In short – a budget is all the money you have coming in and all the money you spend. Once you get more money coming in than going out, you have a surplus. To get there you may have to save harder, work longer hours or rise through the ranks, but we work hard for our money, and financial planning is simply making sure that ‘surplus’ money then works hard for you. Small changes now can create big changes in your future & your opportunities.
What are your goals?
Like with any good plan, you need to know where you are headed. It could be: Retire by 65 to spend time with my grandkids. Have a career change at age 60 so I can do something to give back more. Be able to pay for half of each of our children’s university education so they don’t come out with too much debt. Buy the small place by the sea we have always dreamed of.
And they may change.
No plan survives contact with the enemy. But having a plan at least steers you in the right direction. When you start planning/looking at goals you will probably be in one of these buckets:-
You need to make some changes to your financial plan in order to achieve the goals (earn more, spend less, save/invest more)

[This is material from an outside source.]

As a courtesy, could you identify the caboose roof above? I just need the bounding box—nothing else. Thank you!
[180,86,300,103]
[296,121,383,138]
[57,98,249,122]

You are on track to realise these goals. Stay disciplined and keep going as you are. You are doing better than expected so you might be able to retire earlier, buy the cottage sooner or help your kids more.
How do I build my plan?
A financial plan is like a business plan – the business being you and your family. And in a business, when you draw up accounts two things you have are a balance sheet (which shows all of your assets and liabilities), and a cash flow statement which shows how your cash position moves year on year. As an individual you can prepare a similar summary – listing your assets (your home, your cash savings, your pension and your investments); and your liabilities (your mortgage). Your budget will show your projected incomings and outgoings (income and expenditure), which hopefully gives you some kind of surplus year on year. Start with a simple spreadsheet, keeping it as uncluttered as possible to help ensure you can see the wood despite the trees. It should take into account:
· Income & expenditure – current (what you have now) and forecast (what you think you will have in the future) as well as spending, now and future.
· What you expect the rates of return on cash savings and investments to be (e.g. interest rates on a bank account)
· Tax rates on different types of investment (pension, ISA, general investments).
· The impact of inflation etc
When you have all this info you can see your whole financial picture and if you are you on track for your goals.
Depending on how comfortable you are with excel, or if you know someone who is, you can even run ‘what if’ scenarios to see how robust your plan is and assess the risks that might impact it. Some risks might be unknown – for example future redundancy or other loss of income. Other risks are already there – such as inflation.
9 steps to budgeting – a quick guide
1. Understand everything you spend money on. Look at spending throughout the whole year, inc. Netflix & football clubs. Open all the bills & leave nothing out. Use bank statements to review the last year and spot things you may have missed.
2. Look forward – how are these costs likely to increase over the next year? Inflation/price rises need to be added into your budget as well as any new costs you have coming up, like additional childcare or increased mortgage payments.
3. Compare all your costs/outgoings against your income. Not how much you earn but what lands in your bank account each payday. Are you living within your means? Or not? Be honest with your current situation.
4. Take the easy wins – cancel unused or unnecessary direct debits and standing orders. Renegotiate phone contracts, broadband, insurance. Haggle!
5. Reduce costs – some obvious ones like where you shop, what you buy, limit energy use, subscriptions, social stuff. Also think about longer term savings like smaller car, cost of rent etc.
6. Prioritise – list all your outgoings as either essential or non-essential. Order non-essential in priority – what would you be prepared to cut first?
7. Set a budget on non-essential spend by type so clothes, food, social, travel. Stick to your budget.
8. Review how you’re getting on. Be honest with yourself and your partner. If it’s not working, talk about what’s difficult. What have you splurged on that you shouldn’t? See if you need to reallocate budgets (e.g. more on social, less on clothes).
9. Evolve your budget into a full financial plan. Once you are in a good place day to day start to build your emergency fund and even your pension and savings. You can speak to an independent financial adviser or go the sites listed above.